Is SCOTUS the last stop for ACP?

Even if the Supreme Court rules in favor of the Atlantic Coast Pipeline and the Forest Service in this consolidated case, the issue is very narrow, D.J. Gerken, Southern Environmental Law Center (SELC) program director, told reporters following the hearing. The Fourth Circuit’s decision, which developers are seeking to overturn in the Supreme Court, included other aspects that would need to be addressed to fully overturn the decision.

The issue in front of the Supreme Court is only one of several grounds upon which the Fourth Circuit invalidated the [Forest Service’s] permits for Atlantic Coast to cross the Appalachian Trail. Those other grounds survive regardless of what the high court decides,” Gillian Giannetti, a Natural Resources Defense Council attorney, told Utility Dive.

However, Duke, remains hopeful following Monday’s arguments that the Supreme Court will overturn the lower court’s ruling.

“The issue at the heart of the lower court’s decision to vacate the U.S. Forest Service’s grant of right-of-way is the question of whether the U.S. Forest Service had the authority to approve ACP’s crossing beneath the Appalachian Trail,” Phil Sgro, Duke Energy spokesperson, told Utility Dive.

In order for the Forest Service to be able to issue a permit, the Supreme Court would need to reverse the Fourth Circuit’s ban on the agency’s use of the Mineral Leasing Act in this specific case, but it also needs to reissue a permit that rectifies and addresses several concerns regarding the National Environmental Policy Act.

“The grounds upon which the permit was invalidated related to the National Environmental Policy Act were severe and extensive — this is not going to be a simple fix, if it’s fixable at all,” Giannetti said.

The project has more work laid out for it in order to be fully permitted for construction.

“The permit at the center of this dispute was one of eight that have now been either revoked by federal courts or withdrawn by federal agencies in response to challenges from community groups,” Gerken said.

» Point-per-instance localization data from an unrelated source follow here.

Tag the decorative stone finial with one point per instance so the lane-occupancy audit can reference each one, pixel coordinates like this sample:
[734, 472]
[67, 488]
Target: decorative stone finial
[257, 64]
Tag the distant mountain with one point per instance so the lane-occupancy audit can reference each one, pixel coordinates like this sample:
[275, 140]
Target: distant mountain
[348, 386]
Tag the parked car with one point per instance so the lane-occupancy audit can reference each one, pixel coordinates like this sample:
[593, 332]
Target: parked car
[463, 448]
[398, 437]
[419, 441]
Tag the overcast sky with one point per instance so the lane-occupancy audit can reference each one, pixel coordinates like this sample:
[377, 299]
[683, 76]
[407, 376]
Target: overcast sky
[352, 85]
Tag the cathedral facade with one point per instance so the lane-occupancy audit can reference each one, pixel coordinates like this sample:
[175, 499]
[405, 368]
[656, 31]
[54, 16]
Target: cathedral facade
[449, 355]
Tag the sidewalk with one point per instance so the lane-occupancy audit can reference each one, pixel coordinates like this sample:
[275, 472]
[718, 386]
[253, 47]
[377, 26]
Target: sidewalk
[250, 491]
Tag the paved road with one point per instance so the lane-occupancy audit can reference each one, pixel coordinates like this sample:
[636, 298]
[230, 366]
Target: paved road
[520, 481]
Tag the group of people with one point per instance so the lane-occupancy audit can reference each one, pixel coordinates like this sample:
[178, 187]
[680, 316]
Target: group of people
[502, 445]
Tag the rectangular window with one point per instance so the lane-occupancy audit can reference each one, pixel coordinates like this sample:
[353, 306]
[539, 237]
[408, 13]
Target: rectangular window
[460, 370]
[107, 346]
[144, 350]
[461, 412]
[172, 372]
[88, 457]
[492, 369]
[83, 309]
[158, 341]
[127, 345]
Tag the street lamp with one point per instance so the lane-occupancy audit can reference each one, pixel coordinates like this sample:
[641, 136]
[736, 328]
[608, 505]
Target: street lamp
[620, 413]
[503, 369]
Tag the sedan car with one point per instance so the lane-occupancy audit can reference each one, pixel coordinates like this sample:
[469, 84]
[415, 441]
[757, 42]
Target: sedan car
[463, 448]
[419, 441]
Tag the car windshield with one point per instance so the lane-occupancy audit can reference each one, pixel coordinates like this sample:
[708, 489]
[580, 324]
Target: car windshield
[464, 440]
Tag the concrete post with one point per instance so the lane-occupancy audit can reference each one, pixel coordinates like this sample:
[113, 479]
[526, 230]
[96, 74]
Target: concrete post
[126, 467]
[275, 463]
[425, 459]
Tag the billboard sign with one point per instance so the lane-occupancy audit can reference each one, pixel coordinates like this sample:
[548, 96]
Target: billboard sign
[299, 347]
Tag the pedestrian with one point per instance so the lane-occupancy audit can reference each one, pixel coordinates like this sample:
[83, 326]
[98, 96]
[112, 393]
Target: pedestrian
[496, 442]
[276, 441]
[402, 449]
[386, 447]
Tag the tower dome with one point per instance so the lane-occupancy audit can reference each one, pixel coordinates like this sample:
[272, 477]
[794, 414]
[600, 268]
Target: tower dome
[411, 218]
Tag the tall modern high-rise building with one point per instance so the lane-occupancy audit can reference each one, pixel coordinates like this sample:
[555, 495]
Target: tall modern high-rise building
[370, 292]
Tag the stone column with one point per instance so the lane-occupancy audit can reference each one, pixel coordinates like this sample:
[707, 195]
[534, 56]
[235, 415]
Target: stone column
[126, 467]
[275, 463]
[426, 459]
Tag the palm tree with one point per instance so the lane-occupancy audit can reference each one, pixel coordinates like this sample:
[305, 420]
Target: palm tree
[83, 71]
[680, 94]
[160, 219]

Duke plans to have the other missing permits addressed soon and to resume construction on the pipeline by this summer, which would complete the project by the end of 2021 and place it in service in early 2022, according to the utility. The project was initially intended to be in service by 2018.

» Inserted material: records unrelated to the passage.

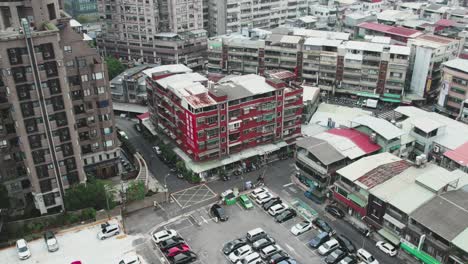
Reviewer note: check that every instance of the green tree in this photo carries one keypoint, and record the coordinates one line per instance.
(4, 199)
(136, 191)
(114, 67)
(92, 194)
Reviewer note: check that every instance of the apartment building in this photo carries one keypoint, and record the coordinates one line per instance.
(213, 120)
(163, 32)
(454, 87)
(428, 52)
(56, 111)
(230, 16)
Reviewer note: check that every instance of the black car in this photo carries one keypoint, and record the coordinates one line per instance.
(318, 240)
(349, 260)
(171, 242)
(346, 244)
(233, 245)
(336, 255)
(273, 201)
(285, 215)
(183, 258)
(263, 243)
(218, 212)
(324, 226)
(335, 211)
(278, 257)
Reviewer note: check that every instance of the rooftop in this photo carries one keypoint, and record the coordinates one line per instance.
(459, 154)
(457, 64)
(359, 168)
(379, 126)
(446, 214)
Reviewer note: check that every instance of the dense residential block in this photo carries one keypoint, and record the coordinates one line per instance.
(56, 111)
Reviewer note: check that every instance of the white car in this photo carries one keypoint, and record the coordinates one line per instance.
(328, 247)
(109, 231)
(301, 228)
(23, 249)
(387, 248)
(157, 150)
(130, 259)
(161, 236)
(277, 209)
(263, 198)
(240, 253)
(267, 252)
(255, 193)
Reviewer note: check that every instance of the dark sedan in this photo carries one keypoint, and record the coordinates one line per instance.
(336, 255)
(233, 245)
(335, 211)
(286, 215)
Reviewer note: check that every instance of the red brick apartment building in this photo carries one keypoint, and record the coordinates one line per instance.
(210, 120)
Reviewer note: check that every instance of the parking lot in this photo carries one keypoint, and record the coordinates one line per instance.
(77, 244)
(206, 236)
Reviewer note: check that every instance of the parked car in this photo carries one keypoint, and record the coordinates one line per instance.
(267, 252)
(324, 226)
(387, 248)
(170, 243)
(233, 245)
(264, 242)
(328, 247)
(256, 192)
(286, 215)
(157, 150)
(335, 211)
(245, 201)
(273, 201)
(177, 250)
(277, 209)
(365, 256)
(263, 198)
(160, 236)
(51, 241)
(183, 258)
(346, 243)
(301, 228)
(335, 256)
(278, 257)
(108, 231)
(318, 240)
(219, 212)
(130, 259)
(23, 249)
(240, 253)
(349, 260)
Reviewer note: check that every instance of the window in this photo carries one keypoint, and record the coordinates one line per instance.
(84, 78)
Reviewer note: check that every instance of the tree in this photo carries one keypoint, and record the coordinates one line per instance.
(92, 194)
(114, 67)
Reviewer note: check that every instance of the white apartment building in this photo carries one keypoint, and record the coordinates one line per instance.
(428, 52)
(232, 15)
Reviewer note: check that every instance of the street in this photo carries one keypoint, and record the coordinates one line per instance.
(277, 178)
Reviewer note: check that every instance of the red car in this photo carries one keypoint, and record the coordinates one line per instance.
(177, 249)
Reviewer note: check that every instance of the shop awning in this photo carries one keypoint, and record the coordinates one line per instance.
(390, 100)
(396, 96)
(357, 200)
(367, 94)
(421, 255)
(387, 234)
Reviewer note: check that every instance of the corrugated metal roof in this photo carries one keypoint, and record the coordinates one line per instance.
(379, 126)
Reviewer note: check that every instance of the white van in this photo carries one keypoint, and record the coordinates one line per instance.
(253, 258)
(366, 256)
(255, 234)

“We are still working with agencies to resolve additional permits and opinions that have been remanded or vacated,” Sgro said.

The need for natural gas capacity

“At this time, the capacity of the pipeline is more than 90% subscribed, which certainly speaks to the need,” Ann Nallo, Dominion spokesperson, told Utility Dive via email, adding that natural gas capacity is needed to support renewable energy in the region’s transition away from coal.

North Carolina utilities saw constraints several years ago in natural gas, and areas across Virginia and eastern North Carolina are experiencing chronic shortages because of it, she added. North Carolina is served by a single interstate natural gas transmission line, Duke’s Sgro said, adding that “additional capacity is needed to mitigate reliability risks and to serve the more than two million people projected to move to [the state] in the next few years.”

“While we are looking regionally at energy needs, … natural gas is the energy source that [the Energy Information Administration sees] increasing significantly in the coming decades as coal continues to decline,” Nallo said.

The pipeline’s latest pricetag is approximately $8 billion, Nallo said. SELC’s Gerken views that figure as an indictment of how over-budget the program has grown.

“It is now less than 6% complete without an inch of pipeline laid in the state of Virginia and the budget has ballooned [to] over $8 billion,” he said.

Meanwhile, Duke announced on Monday the Constitution Pipeline, another natural gas project where the company has a partial stake, has been abandoned due to prolonged legal and regulatory challenges, per Duke spokesperson Tammie McGee.

The nearly $1 billion project was meant to increase natural gas pipeline capacity for lower New York and the New England region, which both face gas constraints.